Businesses may respond to the huge tax increases by reducing wage growth, laying off workers, or passing on costs to consumers. The Bank of England is uncertain about how businesses will respond, but notes that the current limited room for cost growth seems to be due to weak demand.
Ana Andrade and Dan Hanson of Bloomberg Economics said, "The stickiness of private sector wage growth in September proves that the Bank of England's cautious accommodative policy is correct. With the recent budget further increasing the risks of pricing and wage setting behavior, we believe the Bank of England will continue to cut interest rates on a quarterly basis in the next year."
While there is currently evidence of further slack in the labor market, with more people re-entering the workforce after being inactive, both employment and unemployment rates are rising. However, the UK National Statistics Office warns that these numbers are not entirely reliable due to issues with the labor force survey.
The statistics from the UK National Statistics Office show that the number of people who are neither working nor looking for work has sharply decreased by 162,000 to 9.25 million, the lowest level in the three months to October 2023. This shift resulted in an increase of 220,000 in employment this quarter, with unemployment increasing by 50,000.
The decrease in inactivity is due to a reduction in student numbers and a decrease in people who self-identify as not working to care for their families. Long-term illness unemployment decreased by 20,000, an issue the government is working to address. About 2.78 million people are unable to work due to chronic illness, an increase of 670,000 compared to pre-pandemic levels.

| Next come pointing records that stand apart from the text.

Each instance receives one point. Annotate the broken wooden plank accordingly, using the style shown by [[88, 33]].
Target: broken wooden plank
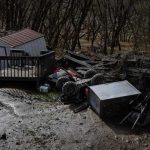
[[82, 63]]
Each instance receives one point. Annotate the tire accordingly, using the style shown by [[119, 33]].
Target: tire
[[61, 81], [97, 79], [89, 74], [70, 89]]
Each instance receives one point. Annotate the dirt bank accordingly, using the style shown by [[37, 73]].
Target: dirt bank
[[48, 125]]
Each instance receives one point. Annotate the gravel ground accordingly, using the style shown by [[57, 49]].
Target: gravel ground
[[33, 124]]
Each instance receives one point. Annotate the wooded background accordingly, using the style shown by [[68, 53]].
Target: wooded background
[[65, 22]]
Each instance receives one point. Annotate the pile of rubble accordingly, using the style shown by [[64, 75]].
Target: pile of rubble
[[77, 72]]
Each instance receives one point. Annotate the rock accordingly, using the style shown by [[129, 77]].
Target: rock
[[4, 136]]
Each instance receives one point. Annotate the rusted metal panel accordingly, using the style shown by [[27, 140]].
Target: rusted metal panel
[[20, 37]]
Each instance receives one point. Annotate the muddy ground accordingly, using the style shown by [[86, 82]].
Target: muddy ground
[[28, 122]]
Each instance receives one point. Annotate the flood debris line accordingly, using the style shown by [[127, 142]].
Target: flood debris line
[[75, 73]]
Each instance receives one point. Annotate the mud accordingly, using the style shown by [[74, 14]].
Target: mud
[[45, 124]]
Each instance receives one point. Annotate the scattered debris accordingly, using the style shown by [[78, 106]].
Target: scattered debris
[[3, 137]]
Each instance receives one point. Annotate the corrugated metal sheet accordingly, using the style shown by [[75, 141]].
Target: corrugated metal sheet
[[114, 90], [21, 37], [33, 48]]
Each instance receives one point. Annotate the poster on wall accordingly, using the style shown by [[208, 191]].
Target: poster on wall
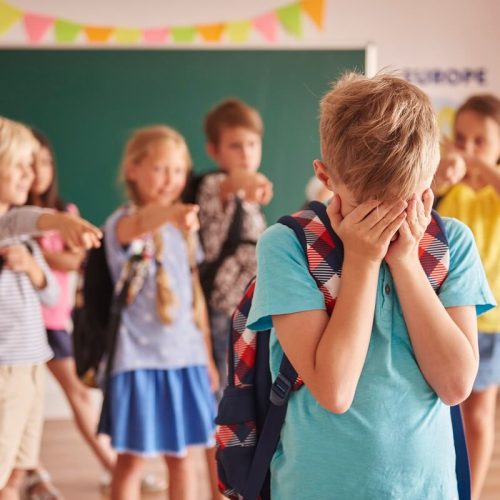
[[448, 87]]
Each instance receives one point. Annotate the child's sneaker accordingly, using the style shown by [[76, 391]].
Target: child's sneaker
[[150, 483]]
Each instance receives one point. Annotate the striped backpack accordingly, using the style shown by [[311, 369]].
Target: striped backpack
[[253, 407]]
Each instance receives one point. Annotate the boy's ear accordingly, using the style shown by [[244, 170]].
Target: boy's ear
[[130, 169], [211, 149], [322, 174]]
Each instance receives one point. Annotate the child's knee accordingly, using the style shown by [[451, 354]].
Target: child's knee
[[129, 464], [15, 480]]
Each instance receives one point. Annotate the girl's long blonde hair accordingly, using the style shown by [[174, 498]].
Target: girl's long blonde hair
[[138, 147]]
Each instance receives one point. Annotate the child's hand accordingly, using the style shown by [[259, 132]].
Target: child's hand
[[404, 250], [451, 170], [76, 232], [213, 375], [17, 258], [185, 217], [367, 231], [252, 187]]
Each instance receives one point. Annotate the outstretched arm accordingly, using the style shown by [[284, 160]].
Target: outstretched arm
[[154, 215]]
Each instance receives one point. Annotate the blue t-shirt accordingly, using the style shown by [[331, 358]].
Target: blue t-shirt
[[395, 442], [144, 342]]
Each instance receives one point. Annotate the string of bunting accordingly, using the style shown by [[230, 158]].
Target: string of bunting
[[38, 26]]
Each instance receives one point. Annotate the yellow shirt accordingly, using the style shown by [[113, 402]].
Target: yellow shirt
[[480, 210]]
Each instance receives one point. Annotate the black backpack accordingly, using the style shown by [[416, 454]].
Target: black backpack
[[96, 316], [208, 270]]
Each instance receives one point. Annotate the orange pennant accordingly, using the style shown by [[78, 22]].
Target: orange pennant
[[211, 32], [98, 34], [315, 9]]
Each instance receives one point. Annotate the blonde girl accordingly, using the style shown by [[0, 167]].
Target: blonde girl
[[468, 179], [160, 397]]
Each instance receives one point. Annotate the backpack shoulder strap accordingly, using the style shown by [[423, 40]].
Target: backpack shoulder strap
[[322, 247], [434, 252]]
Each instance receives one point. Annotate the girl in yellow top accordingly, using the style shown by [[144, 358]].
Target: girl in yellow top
[[468, 177]]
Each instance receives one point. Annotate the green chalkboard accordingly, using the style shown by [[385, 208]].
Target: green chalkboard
[[88, 101]]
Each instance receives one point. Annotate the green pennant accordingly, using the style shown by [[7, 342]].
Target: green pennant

The latest labor market data also show that household finances continue to be boosted by the recovery of real fixed wages, with earnings adjusted for inflation increasing by 2.7%, the lowest growth since the first quarter; job vacancies continue to decrease, indicating a slight easing of labor demand, with vacancies falling to 831,000 in the three months to October, slightly higher than pre-pandemic levels; total wage growth, including bonuses, unexpectedly strong, rising from 3.9% to 4.3%. While this is the first acceleration in six months, the figure is boosted by one-time bonuses for civil servants.